Konteksnya adalah bahwa mantan Presiden yang bernama Jokowi tidak pernah meminta maaf atas sejumlah kesalahan/ kegagalan serta kebohongannya maupun klaim kontroversialnya.


Karena Jokowi adalah figur publik. Punya kekuasaan, sekarang setelah bukan presiden tapi masih punya “relasi kekuasaan”, sebagai pejabat Danantara, sebagai teman “dekat” Presiden Prabowo


Orang-orangnya Jokowi masih banyak bercokol memegang kekuasaan seperti Menko, Menteri, Wakil Menteri, Kapolri, termasuk di lingkup Pengadilan. 

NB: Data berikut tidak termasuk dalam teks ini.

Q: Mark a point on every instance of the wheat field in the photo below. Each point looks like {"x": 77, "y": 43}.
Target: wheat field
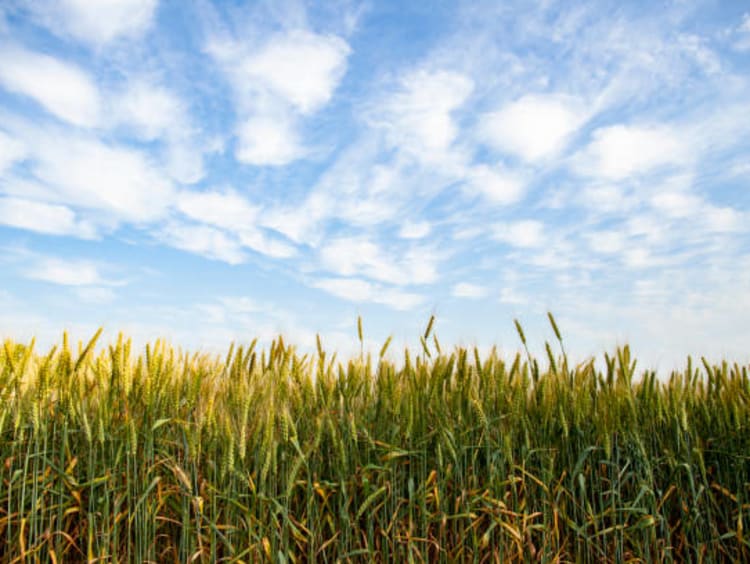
{"x": 160, "y": 455}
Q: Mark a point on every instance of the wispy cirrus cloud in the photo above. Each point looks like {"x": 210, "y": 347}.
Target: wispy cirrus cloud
{"x": 276, "y": 82}
{"x": 75, "y": 97}
{"x": 95, "y": 23}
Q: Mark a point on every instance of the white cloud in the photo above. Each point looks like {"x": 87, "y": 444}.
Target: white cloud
{"x": 151, "y": 111}
{"x": 606, "y": 198}
{"x": 470, "y": 291}
{"x": 43, "y": 218}
{"x": 418, "y": 118}
{"x": 87, "y": 173}
{"x": 11, "y": 151}
{"x": 497, "y": 184}
{"x": 96, "y": 22}
{"x": 621, "y": 151}
{"x": 225, "y": 209}
{"x": 301, "y": 67}
{"x": 65, "y": 272}
{"x": 203, "y": 240}
{"x": 677, "y": 204}
{"x": 229, "y": 211}
{"x": 525, "y": 233}
{"x": 534, "y": 127}
{"x": 358, "y": 256}
{"x": 356, "y": 290}
{"x": 61, "y": 88}
{"x": 275, "y": 83}
{"x": 606, "y": 242}
{"x": 414, "y": 230}
{"x": 263, "y": 140}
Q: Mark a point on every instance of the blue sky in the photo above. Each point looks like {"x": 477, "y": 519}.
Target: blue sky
{"x": 210, "y": 172}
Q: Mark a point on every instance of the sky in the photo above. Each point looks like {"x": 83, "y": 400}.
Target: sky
{"x": 216, "y": 171}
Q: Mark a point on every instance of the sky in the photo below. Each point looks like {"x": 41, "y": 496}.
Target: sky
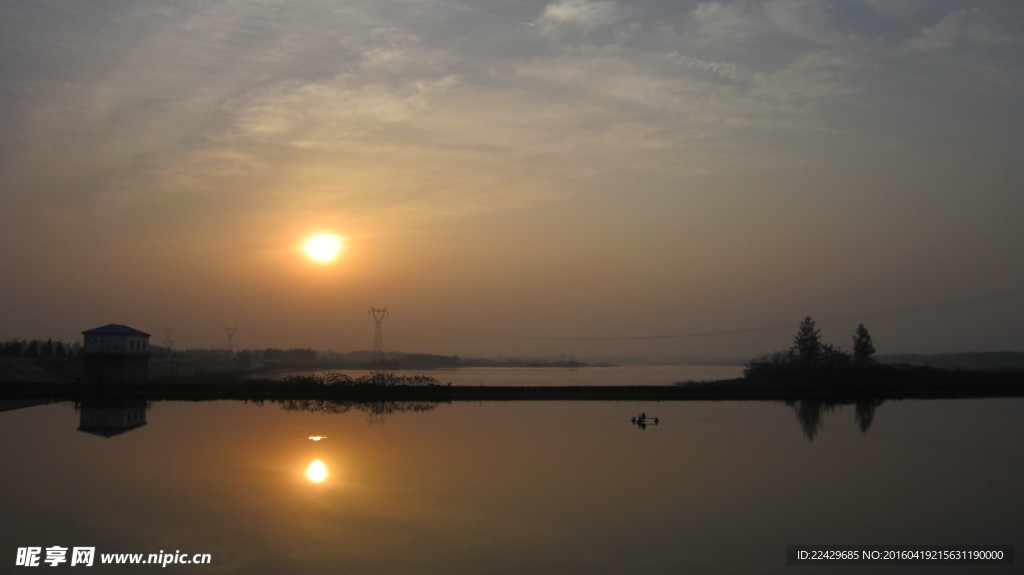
{"x": 515, "y": 178}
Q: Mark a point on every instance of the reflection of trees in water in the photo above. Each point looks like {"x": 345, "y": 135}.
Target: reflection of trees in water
{"x": 377, "y": 411}
{"x": 810, "y": 411}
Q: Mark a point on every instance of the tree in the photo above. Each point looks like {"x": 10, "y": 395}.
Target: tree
{"x": 807, "y": 343}
{"x": 863, "y": 348}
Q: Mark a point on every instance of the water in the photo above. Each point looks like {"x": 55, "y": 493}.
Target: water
{"x": 511, "y": 487}
{"x": 592, "y": 376}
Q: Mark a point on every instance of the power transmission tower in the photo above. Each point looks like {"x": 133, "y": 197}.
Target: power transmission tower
{"x": 230, "y": 338}
{"x": 378, "y": 314}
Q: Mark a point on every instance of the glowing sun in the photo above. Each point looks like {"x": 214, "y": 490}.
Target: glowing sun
{"x": 316, "y": 472}
{"x": 323, "y": 248}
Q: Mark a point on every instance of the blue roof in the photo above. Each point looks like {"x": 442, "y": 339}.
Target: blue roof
{"x": 114, "y": 329}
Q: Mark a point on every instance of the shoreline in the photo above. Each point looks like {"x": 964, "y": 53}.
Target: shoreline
{"x": 937, "y": 385}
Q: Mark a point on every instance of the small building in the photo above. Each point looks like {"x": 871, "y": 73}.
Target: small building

Bahkan anaknya ditampuk kekuasaan sebagai wapres. Sehingga “penyakit Jokowi” tersebut sulit/ tidak akan bisa diatasi atau diminta pertanggungjawabannya baik secara politik maupun hukum.


Untuk perbaikan bangsa kedepan hal ini perlunya dibahas, perlu selalu dikaji dan dikritisi terus menerus, bahkan harus dituntut bersama oleh publik. 


Disadari kelemahan publik/ masyarakat Indonesia adalah cenderung cepat lupa atau permisif/ memaafkan. 


Padahal kasus ini bisa menjadi preseden yang akan merugikan bangsa bahkan berbahaya bagi perkembangan moral generasi penerus, yang menganggap kebohongan merupakan suatu keharusan bahkan budaya.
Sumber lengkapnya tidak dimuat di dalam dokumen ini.